Coping skills & self-soothing · Fun · Growth · Uncategorized

Quick guide to finding yourself

“Stay strong, make them wonder how you’re still smiling.” (Buzzfeed)


How to find the self

I love meHere’s a two-step framework to help you… find yourself.  Each day, choose one of the options from step one and another from step two.  To keep things healthy, try to vary your choices from day to day.  Practice, enjoy, and find yourself!

STEP ONE: embrace the now. 

This is about seizing the moment, and turning the negative moments into something worthwhile.

Option A. Have fun!

Sometimes life is so overrun with family problems, work stress, and reading the not-so-uplifting news in the newspaper that we forget to stop and GOOF around every now and then.  Find time to enjoy life.  Do things just for the joy of doing them.  Try to do this at least once/week, if not every day.  Don’t know what to do?  As ridiculous, off-kilter, or useless as they may sound, here are some activities to try:

i love me code–Let’s start with the unusual and childlike.  Create a secret writing code with a friend or colleague.  Come up with a formula to alter each word just enough to render it unrecognizable.  For example, move the word’s first letter to the end and add “ay” afterwards.  Oundsay oableday?  In the future, you can use this language to “encrypt” important written information, like passwords.  Have fun!
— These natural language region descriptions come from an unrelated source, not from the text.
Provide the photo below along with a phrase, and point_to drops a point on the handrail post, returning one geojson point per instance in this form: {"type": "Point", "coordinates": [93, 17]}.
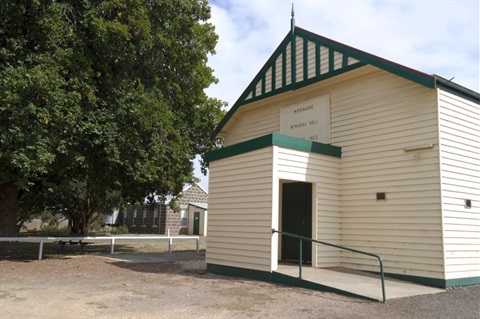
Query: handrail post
{"type": "Point", "coordinates": [300, 263]}
{"type": "Point", "coordinates": [383, 280]}
{"type": "Point", "coordinates": [112, 245]}
{"type": "Point", "coordinates": [40, 249]}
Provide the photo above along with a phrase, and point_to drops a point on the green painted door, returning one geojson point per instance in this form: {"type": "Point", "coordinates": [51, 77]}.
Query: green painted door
{"type": "Point", "coordinates": [196, 223]}
{"type": "Point", "coordinates": [297, 219]}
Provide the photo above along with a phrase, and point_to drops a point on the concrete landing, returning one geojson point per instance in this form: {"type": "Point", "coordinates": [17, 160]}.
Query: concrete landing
{"type": "Point", "coordinates": [357, 282]}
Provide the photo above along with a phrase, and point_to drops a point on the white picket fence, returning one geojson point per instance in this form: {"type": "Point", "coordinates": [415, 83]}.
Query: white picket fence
{"type": "Point", "coordinates": [112, 239]}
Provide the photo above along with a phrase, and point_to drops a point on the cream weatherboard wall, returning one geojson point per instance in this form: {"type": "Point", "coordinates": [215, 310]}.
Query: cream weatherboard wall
{"type": "Point", "coordinates": [240, 211]}
{"type": "Point", "coordinates": [374, 116]}
{"type": "Point", "coordinates": [411, 137]}
{"type": "Point", "coordinates": [374, 119]}
{"type": "Point", "coordinates": [460, 173]}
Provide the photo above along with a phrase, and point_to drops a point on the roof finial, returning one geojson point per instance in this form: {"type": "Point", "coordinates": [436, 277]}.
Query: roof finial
{"type": "Point", "coordinates": [292, 21]}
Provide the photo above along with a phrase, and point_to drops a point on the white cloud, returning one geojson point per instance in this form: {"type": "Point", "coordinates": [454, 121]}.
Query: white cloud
{"type": "Point", "coordinates": [434, 37]}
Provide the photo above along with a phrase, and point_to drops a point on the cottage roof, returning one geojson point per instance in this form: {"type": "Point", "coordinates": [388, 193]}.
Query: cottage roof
{"type": "Point", "coordinates": [304, 58]}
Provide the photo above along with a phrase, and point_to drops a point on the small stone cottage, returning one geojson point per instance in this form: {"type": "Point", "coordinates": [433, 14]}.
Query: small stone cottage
{"type": "Point", "coordinates": [159, 218]}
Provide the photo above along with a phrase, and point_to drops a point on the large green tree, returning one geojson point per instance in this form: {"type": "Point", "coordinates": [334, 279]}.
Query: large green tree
{"type": "Point", "coordinates": [106, 96]}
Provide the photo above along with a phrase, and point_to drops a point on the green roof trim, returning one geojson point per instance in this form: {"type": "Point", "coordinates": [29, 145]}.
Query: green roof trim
{"type": "Point", "coordinates": [456, 89]}
{"type": "Point", "coordinates": [270, 140]}
{"type": "Point", "coordinates": [367, 58]}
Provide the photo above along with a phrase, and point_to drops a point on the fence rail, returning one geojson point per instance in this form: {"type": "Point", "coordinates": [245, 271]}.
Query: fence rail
{"type": "Point", "coordinates": [112, 239]}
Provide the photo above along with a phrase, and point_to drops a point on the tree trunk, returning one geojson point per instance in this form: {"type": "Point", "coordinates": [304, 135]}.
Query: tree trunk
{"type": "Point", "coordinates": [8, 210]}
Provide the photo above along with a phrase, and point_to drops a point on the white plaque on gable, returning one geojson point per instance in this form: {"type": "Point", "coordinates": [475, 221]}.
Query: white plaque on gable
{"type": "Point", "coordinates": [309, 119]}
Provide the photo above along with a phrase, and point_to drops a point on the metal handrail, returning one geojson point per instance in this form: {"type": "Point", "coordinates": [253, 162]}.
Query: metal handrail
{"type": "Point", "coordinates": [301, 238]}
–Need something else unusual to do?  Invent your own board game, practice writing with your left hand, or make a silent movie using an i-phone and poster-boards for words.  Don’t forget setting up an obstacle hunt for the kids (if you have kids), baking a cake from scratch, going to the pet store to hold a puppy, or googling interesting stuff like “how to do magic tricks” or “becoming a foster grandparent when you don’t have kids.”

–Secret codes and i-phone movies a little too off-kilter for you?  Consider going window shopping.  Hoo and haa over all the colorful, intricate, cheap, or incredibly expensive stuff you’d never buy but love anyway.  This could be those cutsie stickers and toys you always wanted as a kid.  It could also be that massive barbeque or the latest BMW on the market.  Look for the kind of stuff that stirs the little kid in you.  Take photos of what you find so you can take it all home with you.

–Still too much work?  Try binge-watcing TV.  Turn on Netflix or something comparable and overdose on >six episodes of your favorite series.  Buy malt balls and a soda, invite a friend, and splurge.  Not sure what to watch?  Consider Monty Python.

–For more fun stuff, check out the article 150+ fun things to do.

Option B. Learn how to use mindfulness.

Mindfulness is the ability to be fully present and aware of what surrounds us without being overly reactive, allowing calm against… well, whatever faces you.  Mindfulness enhances resilience and life-satisfaction, but it also puts us in contact with our inner muse.  It’s about creativity.  If you haven’t tried mindfulness, it’s worth taking a look.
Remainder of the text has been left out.